My SubStack Now Has More Readers þan þe Previous Weblog Ever Did
Score one for Chris & Hamish
With 8000 average readers per post. And today we crossed 20,000 total subscribers.
So it is time to take stock, and ask for some feedback: What would you like to see in this internet space in the future?
I find basically all of what you write at least interesting and enlightening. But if you're asking what a paying subscriber might like to see more of, I'd ask how your experience as a pragmatic policy advisor in government might inform today's policy conversations. What should a YIMBY / pro-abundance Democrat, who has the ear of multiple state and federal legislators, be _saying_ to those folks? What do you think are the achievable policy shifts -- things that are wonky enough that they just aren't politicized, and could get slipped through in some omnibus without a big fight, or things that cut across the partisan coalitions so they could get bipartisan backing -- that would provide a big bang for the buck in terms of future economic growth?

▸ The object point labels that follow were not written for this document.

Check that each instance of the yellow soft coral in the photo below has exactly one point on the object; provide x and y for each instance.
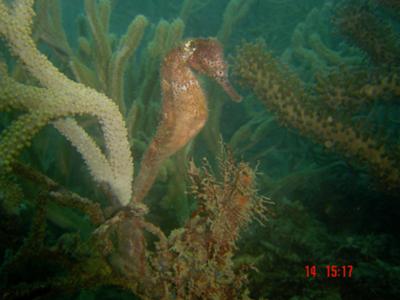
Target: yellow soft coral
(61, 97)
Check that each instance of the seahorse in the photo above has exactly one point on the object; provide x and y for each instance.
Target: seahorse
(184, 107)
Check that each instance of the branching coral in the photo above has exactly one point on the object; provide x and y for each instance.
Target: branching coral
(282, 92)
(51, 102)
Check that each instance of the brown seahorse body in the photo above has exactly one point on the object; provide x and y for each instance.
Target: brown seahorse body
(184, 109)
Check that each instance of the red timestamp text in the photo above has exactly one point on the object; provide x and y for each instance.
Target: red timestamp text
(329, 271)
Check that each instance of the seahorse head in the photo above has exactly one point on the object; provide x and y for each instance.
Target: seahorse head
(207, 57)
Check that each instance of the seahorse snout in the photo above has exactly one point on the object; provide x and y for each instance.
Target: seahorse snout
(208, 58)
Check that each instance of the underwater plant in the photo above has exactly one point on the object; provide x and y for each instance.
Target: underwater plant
(194, 261)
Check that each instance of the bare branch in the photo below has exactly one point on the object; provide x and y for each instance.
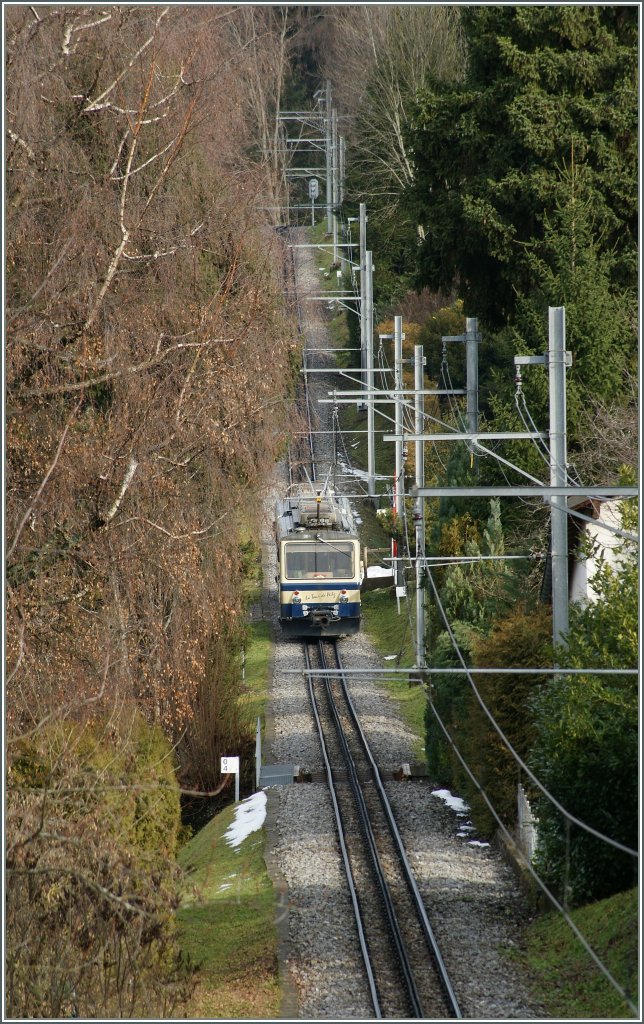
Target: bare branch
(94, 104)
(20, 141)
(44, 481)
(167, 532)
(127, 479)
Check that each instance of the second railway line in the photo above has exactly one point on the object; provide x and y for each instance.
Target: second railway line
(475, 904)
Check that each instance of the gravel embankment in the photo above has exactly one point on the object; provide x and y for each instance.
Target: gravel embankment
(471, 895)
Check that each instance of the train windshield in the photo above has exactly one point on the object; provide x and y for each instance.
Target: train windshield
(331, 560)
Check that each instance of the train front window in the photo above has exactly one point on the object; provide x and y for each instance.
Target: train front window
(329, 560)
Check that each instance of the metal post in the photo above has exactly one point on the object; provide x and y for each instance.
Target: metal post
(329, 143)
(471, 347)
(369, 338)
(336, 176)
(558, 464)
(398, 486)
(363, 291)
(258, 753)
(419, 513)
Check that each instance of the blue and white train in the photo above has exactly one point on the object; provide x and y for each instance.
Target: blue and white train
(319, 564)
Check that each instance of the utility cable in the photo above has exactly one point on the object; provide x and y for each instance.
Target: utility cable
(553, 900)
(570, 817)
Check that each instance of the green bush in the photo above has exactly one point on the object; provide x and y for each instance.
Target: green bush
(586, 750)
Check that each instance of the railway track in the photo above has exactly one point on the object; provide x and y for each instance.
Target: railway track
(404, 969)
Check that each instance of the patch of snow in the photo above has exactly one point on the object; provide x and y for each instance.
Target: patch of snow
(456, 803)
(249, 817)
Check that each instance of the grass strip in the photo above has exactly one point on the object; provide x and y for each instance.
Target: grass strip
(226, 925)
(566, 980)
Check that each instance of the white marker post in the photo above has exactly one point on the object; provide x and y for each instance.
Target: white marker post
(230, 766)
(313, 193)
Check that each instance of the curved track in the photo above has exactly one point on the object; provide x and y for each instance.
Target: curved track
(404, 968)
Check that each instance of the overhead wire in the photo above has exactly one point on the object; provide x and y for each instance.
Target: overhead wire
(469, 672)
(542, 885)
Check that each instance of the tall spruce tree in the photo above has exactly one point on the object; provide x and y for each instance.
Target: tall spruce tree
(547, 88)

It's maybe not immediately relevant given the loony wing in the House, but next time we have a shot at something like a CHIPS Act (which might be as soon as January 2025), I'd like to see center-left economists hashing out how to improve guidance to the executive in the actual text passed by Congress, to ensure we don't bog down projects with "everything bagel liberalism". And given that the law is what it is, can we help improve implementation by simply making sure good ideas are in the air around the officials who do that implementation? By making sure Congresspeople and staff in DC are all thinking about ideas that Ezra Klein, yourself, Noah Smith, Matt Yglesias, and so on, have been advocating for years? Can we build the abundance agenda into the conventional wisdom of the educated elite, across the political spectrum, the way that (neo)liberal internationalism was in the '90s?
congratulations!!! The only thing that has been bugging me for a long time now is the funny 'th' that is in the headers to the columns. Why and how are you doing this? Inquiring minds want to know.